Jair pede uma solução urgente pra prefa

Há três meses, Jair Moraes, 57 anos, foi morar no final da rua Gervásio de Souza, na Meia Praia, em Navegantes. Desde então convive com o lamaçal que se forma na rua. Como a vizinhança tava reclamando pacas, na segunda-feira os peões da prefa deixaram o começo da rua um brinco. Só que os barnabés esqueceram dos 50 metros finais da rua, que continuam um nojo. Jair foi até a prefa e a assessora do prefeito informou que até o final do dia o subprefeito do bairro passaria pelo local. O bagrão não apareceu e o seu Jair ficou doido da vida.

O morador conta que a rua tá uma nojeira. ?Ninguém consegue passar lá?, lasca. A situação é tão feia, que ele e uma vizinha caíram de moto por causa da lama. A causa do lamaçal seria o intenso tráfego de caminhões, que vão buscar lenha no final da rua.

Além disso, ele diz que há três semanas o caminhão de lixo não passa no trecho onde mora e quando a prefa foi arrumar o começo da rua a patrola atolou.
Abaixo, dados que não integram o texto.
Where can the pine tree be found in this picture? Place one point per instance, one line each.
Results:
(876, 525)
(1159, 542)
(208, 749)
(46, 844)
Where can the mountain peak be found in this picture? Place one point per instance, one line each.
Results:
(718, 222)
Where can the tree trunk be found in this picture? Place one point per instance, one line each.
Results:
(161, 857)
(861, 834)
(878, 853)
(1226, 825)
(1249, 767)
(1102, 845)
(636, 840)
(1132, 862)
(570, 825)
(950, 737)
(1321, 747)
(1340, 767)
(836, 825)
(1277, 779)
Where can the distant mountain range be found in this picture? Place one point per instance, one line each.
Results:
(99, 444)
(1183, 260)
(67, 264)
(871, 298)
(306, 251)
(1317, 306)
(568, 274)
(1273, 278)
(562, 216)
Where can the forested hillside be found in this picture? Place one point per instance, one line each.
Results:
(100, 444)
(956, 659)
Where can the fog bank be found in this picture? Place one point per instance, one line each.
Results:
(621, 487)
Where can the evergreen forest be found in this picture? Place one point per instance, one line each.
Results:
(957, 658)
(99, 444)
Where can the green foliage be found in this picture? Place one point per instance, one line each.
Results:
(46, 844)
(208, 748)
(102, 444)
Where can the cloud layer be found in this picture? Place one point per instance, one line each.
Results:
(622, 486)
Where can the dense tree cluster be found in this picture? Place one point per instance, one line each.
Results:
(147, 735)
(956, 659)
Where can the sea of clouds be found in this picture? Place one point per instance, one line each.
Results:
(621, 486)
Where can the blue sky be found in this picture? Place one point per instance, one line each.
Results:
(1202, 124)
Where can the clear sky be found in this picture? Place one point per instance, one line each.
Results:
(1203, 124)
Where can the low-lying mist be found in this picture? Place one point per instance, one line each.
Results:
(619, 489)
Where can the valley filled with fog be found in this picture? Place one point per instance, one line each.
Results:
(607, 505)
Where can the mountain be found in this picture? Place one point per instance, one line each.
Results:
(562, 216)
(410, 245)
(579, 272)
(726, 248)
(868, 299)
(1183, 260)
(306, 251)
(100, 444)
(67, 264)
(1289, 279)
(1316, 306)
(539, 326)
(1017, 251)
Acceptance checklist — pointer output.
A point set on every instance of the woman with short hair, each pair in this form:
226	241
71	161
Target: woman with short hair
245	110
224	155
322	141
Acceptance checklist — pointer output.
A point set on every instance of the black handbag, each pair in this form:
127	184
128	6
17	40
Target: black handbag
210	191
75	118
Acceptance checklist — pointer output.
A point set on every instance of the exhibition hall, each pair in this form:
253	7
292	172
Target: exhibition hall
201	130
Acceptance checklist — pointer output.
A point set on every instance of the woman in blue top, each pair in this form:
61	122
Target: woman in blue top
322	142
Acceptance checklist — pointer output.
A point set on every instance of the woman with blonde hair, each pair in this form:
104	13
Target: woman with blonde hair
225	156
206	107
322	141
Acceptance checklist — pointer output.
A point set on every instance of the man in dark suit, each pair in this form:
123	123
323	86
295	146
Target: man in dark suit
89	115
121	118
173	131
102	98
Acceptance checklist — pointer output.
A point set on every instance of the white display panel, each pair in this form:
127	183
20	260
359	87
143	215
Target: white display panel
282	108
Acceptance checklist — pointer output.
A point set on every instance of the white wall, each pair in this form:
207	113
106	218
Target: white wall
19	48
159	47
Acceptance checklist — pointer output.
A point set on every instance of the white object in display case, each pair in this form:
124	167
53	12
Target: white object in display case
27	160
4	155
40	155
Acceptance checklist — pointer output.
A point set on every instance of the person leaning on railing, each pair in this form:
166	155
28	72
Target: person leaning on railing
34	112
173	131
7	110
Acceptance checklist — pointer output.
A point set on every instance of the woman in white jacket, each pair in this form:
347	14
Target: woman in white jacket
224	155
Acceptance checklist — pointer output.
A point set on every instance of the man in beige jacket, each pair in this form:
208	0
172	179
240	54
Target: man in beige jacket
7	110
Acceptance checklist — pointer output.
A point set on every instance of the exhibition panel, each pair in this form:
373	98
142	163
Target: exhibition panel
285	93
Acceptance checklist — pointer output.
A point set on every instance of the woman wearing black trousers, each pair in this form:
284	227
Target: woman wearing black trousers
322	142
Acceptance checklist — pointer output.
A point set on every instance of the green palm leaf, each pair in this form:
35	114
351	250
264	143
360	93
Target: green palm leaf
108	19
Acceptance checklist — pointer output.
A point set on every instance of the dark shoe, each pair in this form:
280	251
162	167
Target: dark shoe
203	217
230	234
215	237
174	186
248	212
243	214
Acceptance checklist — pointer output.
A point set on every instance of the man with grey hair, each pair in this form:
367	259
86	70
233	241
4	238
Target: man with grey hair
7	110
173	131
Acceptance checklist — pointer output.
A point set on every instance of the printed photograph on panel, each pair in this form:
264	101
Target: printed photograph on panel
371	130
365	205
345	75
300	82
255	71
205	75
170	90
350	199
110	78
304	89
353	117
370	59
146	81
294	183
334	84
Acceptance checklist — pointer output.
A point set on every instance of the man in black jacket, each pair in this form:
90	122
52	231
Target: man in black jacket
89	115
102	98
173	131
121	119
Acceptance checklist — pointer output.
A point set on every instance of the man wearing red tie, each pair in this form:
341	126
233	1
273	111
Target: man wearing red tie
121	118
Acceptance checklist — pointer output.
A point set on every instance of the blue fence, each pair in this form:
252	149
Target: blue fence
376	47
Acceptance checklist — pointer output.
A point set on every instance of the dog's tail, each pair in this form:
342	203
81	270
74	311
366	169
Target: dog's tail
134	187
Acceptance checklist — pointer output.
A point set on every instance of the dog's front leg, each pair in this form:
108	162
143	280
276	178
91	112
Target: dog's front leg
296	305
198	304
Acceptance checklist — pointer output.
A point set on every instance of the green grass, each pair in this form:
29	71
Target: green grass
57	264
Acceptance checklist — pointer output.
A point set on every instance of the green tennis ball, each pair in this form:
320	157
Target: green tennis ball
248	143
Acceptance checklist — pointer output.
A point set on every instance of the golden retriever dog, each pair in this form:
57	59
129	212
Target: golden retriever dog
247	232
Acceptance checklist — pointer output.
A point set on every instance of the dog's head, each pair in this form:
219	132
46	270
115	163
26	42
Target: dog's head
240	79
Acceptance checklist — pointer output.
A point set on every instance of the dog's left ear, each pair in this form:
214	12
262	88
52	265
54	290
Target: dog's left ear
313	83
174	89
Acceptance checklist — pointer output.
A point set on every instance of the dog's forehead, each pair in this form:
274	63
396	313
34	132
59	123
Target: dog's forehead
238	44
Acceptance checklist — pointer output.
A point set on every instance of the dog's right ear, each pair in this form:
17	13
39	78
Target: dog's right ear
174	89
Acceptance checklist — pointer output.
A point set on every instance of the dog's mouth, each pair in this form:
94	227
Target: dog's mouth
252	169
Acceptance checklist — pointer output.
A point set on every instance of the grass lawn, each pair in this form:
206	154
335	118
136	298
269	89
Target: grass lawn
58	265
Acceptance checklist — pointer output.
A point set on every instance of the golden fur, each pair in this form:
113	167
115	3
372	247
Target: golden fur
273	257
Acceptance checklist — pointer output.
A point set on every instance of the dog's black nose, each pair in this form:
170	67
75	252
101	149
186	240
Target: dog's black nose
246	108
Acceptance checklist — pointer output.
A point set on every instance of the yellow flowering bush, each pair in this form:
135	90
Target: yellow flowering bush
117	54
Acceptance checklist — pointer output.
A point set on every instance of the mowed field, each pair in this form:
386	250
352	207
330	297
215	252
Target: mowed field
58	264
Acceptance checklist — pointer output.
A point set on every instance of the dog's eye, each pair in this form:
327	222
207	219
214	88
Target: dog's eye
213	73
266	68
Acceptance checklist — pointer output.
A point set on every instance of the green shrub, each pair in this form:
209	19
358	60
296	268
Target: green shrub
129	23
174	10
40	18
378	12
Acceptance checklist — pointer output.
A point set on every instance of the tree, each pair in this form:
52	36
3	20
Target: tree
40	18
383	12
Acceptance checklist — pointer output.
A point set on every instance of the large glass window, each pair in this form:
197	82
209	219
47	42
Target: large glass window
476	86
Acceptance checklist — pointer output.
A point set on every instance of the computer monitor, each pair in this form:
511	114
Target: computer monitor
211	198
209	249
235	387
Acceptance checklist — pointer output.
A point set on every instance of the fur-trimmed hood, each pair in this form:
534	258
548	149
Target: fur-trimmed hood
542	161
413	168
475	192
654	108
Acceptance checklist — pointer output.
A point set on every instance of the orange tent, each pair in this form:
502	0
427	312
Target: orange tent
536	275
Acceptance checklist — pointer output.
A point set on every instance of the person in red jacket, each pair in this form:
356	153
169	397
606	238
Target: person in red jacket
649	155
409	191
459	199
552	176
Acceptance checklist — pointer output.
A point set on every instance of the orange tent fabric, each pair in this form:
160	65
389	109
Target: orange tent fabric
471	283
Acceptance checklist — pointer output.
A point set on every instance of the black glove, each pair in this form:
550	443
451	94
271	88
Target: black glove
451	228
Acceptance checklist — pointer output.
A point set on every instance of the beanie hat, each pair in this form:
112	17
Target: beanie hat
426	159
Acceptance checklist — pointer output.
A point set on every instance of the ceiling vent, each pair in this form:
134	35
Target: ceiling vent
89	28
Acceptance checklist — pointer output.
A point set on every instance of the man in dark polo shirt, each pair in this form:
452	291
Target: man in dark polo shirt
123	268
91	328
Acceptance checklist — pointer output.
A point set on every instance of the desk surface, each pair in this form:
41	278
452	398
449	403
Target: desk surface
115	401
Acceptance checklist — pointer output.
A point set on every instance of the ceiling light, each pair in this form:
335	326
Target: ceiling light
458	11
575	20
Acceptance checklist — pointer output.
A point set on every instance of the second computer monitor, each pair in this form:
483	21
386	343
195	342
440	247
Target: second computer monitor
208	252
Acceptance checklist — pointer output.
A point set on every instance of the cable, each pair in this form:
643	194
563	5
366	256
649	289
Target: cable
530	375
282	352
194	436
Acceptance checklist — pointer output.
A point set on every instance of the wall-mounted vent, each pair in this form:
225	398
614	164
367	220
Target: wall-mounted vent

Na segunda-feira, Jair achou que o problema dos moradores tinha sido resolvido, mas quando viu que o final da rua continuava igual, bem onde mora, ficou louco. O morador ainda ficou sabendo que a prefa tinha desperdiçado duas carradas de aterro num lixão.

Na manhã de terça-feira, o dengo-dengo foi até a prefeitura pedir explicações. A assessora do prefeito, Andrea Silva, informou que comunicaria o subprefeito e que ele iria até o local no mesmo dia. Jair esperou em casa, mas Valmir Cézar Francisco, o Cheiro, não apareceu. Cansado de esperar, resolveu meter a boca na prefa.

É só o tempo abrir

O subprefeito da Meia Praia explicou que para arrumar o trecho final da rua, a prefa teria que usar um material melhor, já que ali não há sistema de esgoto e nem de escoamento de água. O subprefeito afirma que tem o material e que só faltam os dias ensolarados para começar o trabalho. O bagrão diz que precisa de pelo menos três dias sem chuva e como na madrugada de terça-feira choveu, não pôde continuar a obra no dia seguinte.

Sobre as carradas de terra jogadas no lixão, ele diz que são as que foram retiradas da arrumação da rua e por isso não podem ser usadas. Cheiro ainda contou que foi até a rua na tarde de terça-feira, conversou com alguns moradores e não conseguiu achar Jair.